Non-transmissible Fungal Infections
Non-transmissible fungal infections are those for which the host is a dead end, and no further onward transmission occurs; this category includes the largest grouping of pathogenic fungi as it includes all those that are opportunistic infections and infect immunocompromised hosts.
Non-transmissible infections are also referred to as accidental parasites or accidental pathogens to describe free-living organisms that can multiply in a suitable host, but do not derive obvious evolutionary benefits from the association.Reservoir hosts are biological hosts that a pathogenic fungus can complete its life cycle in, but are not the primary focus of concern. For example, small mammals are known to be the reservoirs for human mycoses, such as bamboo rats as reservoir hosts for human Talaromyces marneffei infection (Cao et al. 2011; Henk et al. 2012) and kangaroo rats as reservoirs of infection for Coccidioides sp. and P. dipodomyis (Pappagianis 1988; Henk and Fisher 2011). Environmental reservoirs are substrates that support the life cycle of a pathogenic fungus outside of susceptible hosts and can act as the source of inocula for susceptible animal hosts. For example, composting sites are an environmental reservoir for very high burdens of Aspergillus fumigatus conidia which can lead to human disease if exposure occurs.

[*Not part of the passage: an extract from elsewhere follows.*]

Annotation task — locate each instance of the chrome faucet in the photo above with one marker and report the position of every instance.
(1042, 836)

Sapronoses is a recently introduced term for the class of pathogens that grow and complete their life cycle as free-living stages in the environment; however, it can use within-host growth as a replication strategy. Sapronoses, also known as environmentally growing opportunists, comprise a large number of serious fungal infections that affect humans and other animals, for instance, species of Aspergillus, Cryptococcus, Coccidioides and Histoplasma are all examples of fungal sapronoses. Sapronoses are generally considered as non-transmissible fungal infections; however, this may not be strictly accurate as there is some evidence to suggest that parasitism of small mammals by Coccidioides and T. maιrneffei can result in ongoing transmission following death of the host (Fisher et al.
2001; Henk et al. 2012). The lack of host-to-host transmission causes the epidemiology of sapronoses to manifest dynamics that differ substantially from those that characterise transmissible fungal pathogens. This is because factors that are extrinsic to the host, such as ecological interactions with other free-living organisms leading to resource competition, predation and parasitism, alongside environmental variation in temperature and water availability, will all impact on transmission to susceptible hosts.‘Fungi are the only group of organisms that have been convincingly shown to cause extinction'. This remark by Arturo Casadevall (Olsen et al. 2011) is sadly true and relates to an unfortunately rather common combination of traits that characterise fungal infections. While traditional epidemiological theory assumes trade-offs between virulence and transmission owing to the optimisation of the numbers of secondary infections that are caused by a primary infection (R0 > 1), free-living fungi are largely freed from this constraint owing to their ability to replicate outside of the host. When sapronotic life-styles are combined with high virulence, long- lived environmental stages and generalist host ranges, then high lethality can occur leading to local extirpations or complete host extinctions (Fisher et al. 2012). Such population processes have been observed to have caused the widespread extinction of at least 200 species of amphibian by B. dendrobatidis (Fisher et al. 2009; Alroy 2015) (Chap. 14).